Oui, il y a des effets sur différentes situations de stress, mais il reste encore beaucoup à étudier et à découvrir. L'important dans ces cas est de faire des tests rigoureux pour démontrer ces effets et pouvoir ainsi de fournir des solutions fiables aux producteurs.

Par exemple, bien qu'il ne s'agisse pas d'un bio stimulant, c'est le cas particulier des applications d’humidifiant via l'irrigation, qui peuvent aider à optimiser l'utilisation de l'eau en déficit hydrique. Ce qui important est que ces produits ne soient pas phytotoxiques, ils se désintègrent rapidement, ils sont incorporés à faibles doses étant efficaces et ils n'ont pas de toxicologie sur le biote ou le microbiote du sol.

Les bio-stimulants pour la sécheresse seraient, par exemple, du silicium bio-assimilable par les plantes (non dessiccatif). Il a été prouvé dans différentes études que le silicium absorbé par les plantes réduit la perméabilité du tissu végétal à l'eau et réduit ainsi la transpiration et la consommation d'eau


 Y a-t-il des chiffres pour la consommation d'agro nutriments et de bio-stimulants orientés vers ces cultures?

Au total, nous pourrions parler d'un marché d'environ 10 millions d'euros de consommation d'agro nutriments et de bio-stimulants.

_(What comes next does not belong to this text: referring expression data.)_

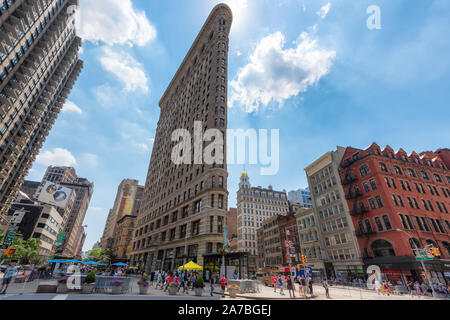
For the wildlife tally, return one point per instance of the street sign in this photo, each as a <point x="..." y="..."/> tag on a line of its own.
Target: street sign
<point x="9" y="237"/>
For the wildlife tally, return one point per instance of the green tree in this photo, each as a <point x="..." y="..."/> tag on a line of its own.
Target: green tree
<point x="27" y="250"/>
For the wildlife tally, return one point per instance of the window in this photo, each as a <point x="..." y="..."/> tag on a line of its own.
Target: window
<point x="196" y="228"/>
<point x="405" y="226"/>
<point x="398" y="170"/>
<point x="369" y="226"/>
<point x="366" y="187"/>
<point x="419" y="223"/>
<point x="379" y="225"/>
<point x="198" y="206"/>
<point x="412" y="173"/>
<point x="220" y="202"/>
<point x="387" y="223"/>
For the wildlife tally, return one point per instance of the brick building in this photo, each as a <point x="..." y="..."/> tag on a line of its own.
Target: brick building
<point x="399" y="202"/>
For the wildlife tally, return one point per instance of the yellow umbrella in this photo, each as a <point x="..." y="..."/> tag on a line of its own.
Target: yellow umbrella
<point x="191" y="266"/>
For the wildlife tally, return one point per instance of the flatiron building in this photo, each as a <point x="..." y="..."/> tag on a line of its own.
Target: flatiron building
<point x="183" y="214"/>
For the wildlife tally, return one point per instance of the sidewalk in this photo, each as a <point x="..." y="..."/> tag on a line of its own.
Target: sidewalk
<point x="266" y="293"/>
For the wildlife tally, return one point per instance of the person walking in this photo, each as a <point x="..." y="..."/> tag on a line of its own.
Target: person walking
<point x="310" y="283"/>
<point x="211" y="283"/>
<point x="327" y="289"/>
<point x="290" y="287"/>
<point x="280" y="283"/>
<point x="300" y="287"/>
<point x="9" y="274"/>
<point x="223" y="284"/>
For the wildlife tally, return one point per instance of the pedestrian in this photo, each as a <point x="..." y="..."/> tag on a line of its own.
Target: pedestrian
<point x="223" y="284"/>
<point x="300" y="287"/>
<point x="211" y="283"/>
<point x="290" y="287"/>
<point x="310" y="283"/>
<point x="386" y="288"/>
<point x="9" y="274"/>
<point x="327" y="289"/>
<point x="280" y="283"/>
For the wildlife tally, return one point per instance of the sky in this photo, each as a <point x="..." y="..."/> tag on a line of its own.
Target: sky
<point x="312" y="69"/>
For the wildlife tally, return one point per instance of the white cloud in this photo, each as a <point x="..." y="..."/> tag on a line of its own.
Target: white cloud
<point x="276" y="74"/>
<point x="125" y="68"/>
<point x="114" y="22"/>
<point x="324" y="10"/>
<point x="137" y="137"/>
<point x="70" y="107"/>
<point x="56" y="157"/>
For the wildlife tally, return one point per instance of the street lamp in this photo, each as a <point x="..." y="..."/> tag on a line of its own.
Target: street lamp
<point x="417" y="249"/>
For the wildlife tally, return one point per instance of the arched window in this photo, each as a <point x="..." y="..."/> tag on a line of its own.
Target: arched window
<point x="379" y="225"/>
<point x="382" y="248"/>
<point x="361" y="227"/>
<point x="369" y="226"/>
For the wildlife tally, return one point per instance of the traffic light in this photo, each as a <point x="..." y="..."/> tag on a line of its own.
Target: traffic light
<point x="304" y="259"/>
<point x="436" y="252"/>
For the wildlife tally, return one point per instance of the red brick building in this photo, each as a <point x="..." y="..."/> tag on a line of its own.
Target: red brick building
<point x="399" y="202"/>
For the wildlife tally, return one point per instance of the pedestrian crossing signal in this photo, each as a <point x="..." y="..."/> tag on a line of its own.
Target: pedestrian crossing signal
<point x="436" y="252"/>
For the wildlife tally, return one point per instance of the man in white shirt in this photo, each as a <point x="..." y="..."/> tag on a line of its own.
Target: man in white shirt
<point x="10" y="273"/>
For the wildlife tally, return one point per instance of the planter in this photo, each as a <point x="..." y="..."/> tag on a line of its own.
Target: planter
<point x="143" y="290"/>
<point x="198" y="292"/>
<point x="233" y="292"/>
<point x="62" y="288"/>
<point x="116" y="290"/>
<point x="87" y="288"/>
<point x="173" y="291"/>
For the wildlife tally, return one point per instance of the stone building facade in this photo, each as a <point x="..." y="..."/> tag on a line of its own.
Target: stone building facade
<point x="127" y="202"/>
<point x="256" y="204"/>
<point x="39" y="66"/>
<point x="183" y="213"/>
<point x="332" y="214"/>
<point x="310" y="238"/>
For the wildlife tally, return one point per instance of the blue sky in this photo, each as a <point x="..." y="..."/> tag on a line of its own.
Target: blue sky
<point x="328" y="80"/>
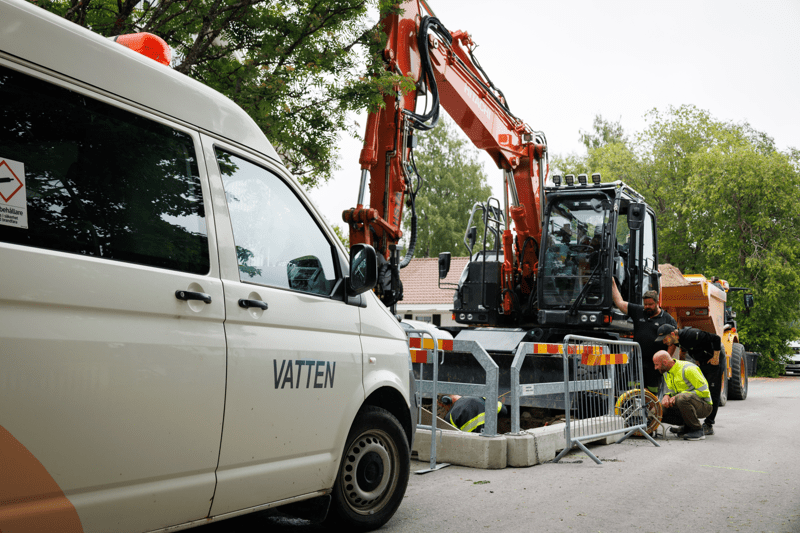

Sur quoi travaillez-vous en ce qui concerne les produits orientés vers ce marché?

Nous continuons de travailler et d'incorporer de nouveaux bio-stimulants et technologies. À titre d'exemple parmi les plus récents, la technologie des éliciteurs qui sont des composés ont contribué en petites quantités qui génèrent une réponse de la plante. Cette année, nous présentons notre nouveau éliciteur ESSR-1 (Elicitor Salt Stress Release) qui alerte et module la réponse de la plante aux situations de salinité, réduisant ainsi les pertes dues aux dommages causés par la salinité.